Truth be told, I hadn’t thought too much about this, other than to notice McCain’s streak of bad luck lately. But it turns out, there are two salient angles to this story.
First, as ThinkProgress noted, the cancellation of the photo-op doesn’t exactly reinforce the talking points about oil rig “safety.”
Ironically, the “weather” of concern is the strengthening Hurricane Dolly, which has been bumped up to a category 2 hurricane (Katrina was rated a category 5) with winds up to 100 miles per hour. Today, Dolly made landfall in Texas.
As the Wonk Room’s Brad Johnson has noted multiple times, McCain and his surrogates have for weeks been peddling the false claim that Hurricane Katrina caused no major oil spills to push for expanded drilling. […]
As McCain makes his push for increased oil production, Louisiana officials are also dealing with a barge collision that caused a spill of an estimated 9,000 barrels of fuel into the Mississippi River, resulting in a 12-mile long oil slick. “Television stations reported the stench of diesel fuel wafting across the French Quarter.”
Which leads to the second point: the weather is actually fine off the Louisiana coast today, and it’s the oil spill that probably prompted the cancellation.
Ben Smith mentioned this morning, “Partly cloudy and calm in New Orleans, where it might have been a nice day to visit a rig.”

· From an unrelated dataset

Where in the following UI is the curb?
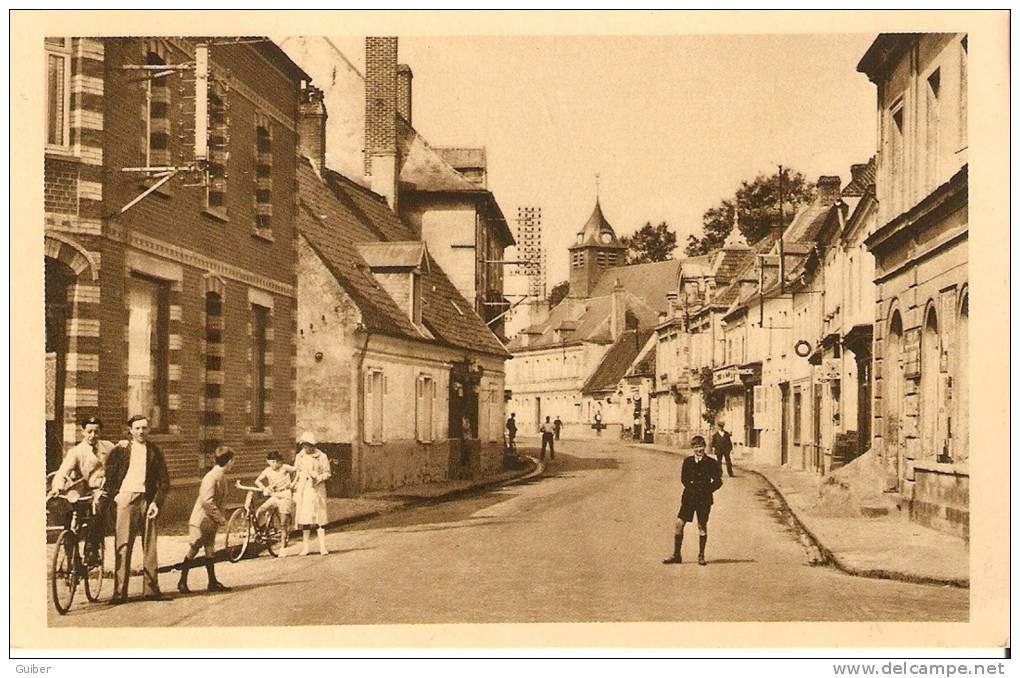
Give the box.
[627,445,970,588]
[736,466,970,588]
[323,455,546,528]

But the McCain gang didn’t want to visit the rig if the reporters on hand were going to notice the smell of diesel wafting through the French Quarter.
The Coast Guard closed 29 miles of the Mississippi River at New Orleans after a 600-foot tanker and a barge loaded with fuel oil collided Wednesday, breaking the barge in half.
Nobody was injured, but more than 419,000 gallons of heavy, almost tar-like fuel oil spilled from the barge, forming a slick 12 miles long, said Lt. Cdr. Cheri Ben-Iesau, a Coast Guard spokeswoman. […]
The double-hulled tanker Tintomara was loaded with about 4.2 million gallons of biodiesel and nearly 1.3 million gallons of styrene, but was not leaking, said Michael Wilson, president of ship management company Laurin Maritime (America) Inc. in Houston.
The collision occurred about 1:30 a.m. CDT just upriver from the Crescent City Connection, a pair of bridges between New Orleans’ east and west banks. A smell which many people thought was diesel was noticeable in the French Quarter and parts of New Orleans’ central business district.
Nothing says “drill safely now” like an oil spill that closes 29 miles of the Mississippi River near New Orleans.
Maybe this prompted the McCain campaign’s cancellation more than cloudy weather? Call it a hunch.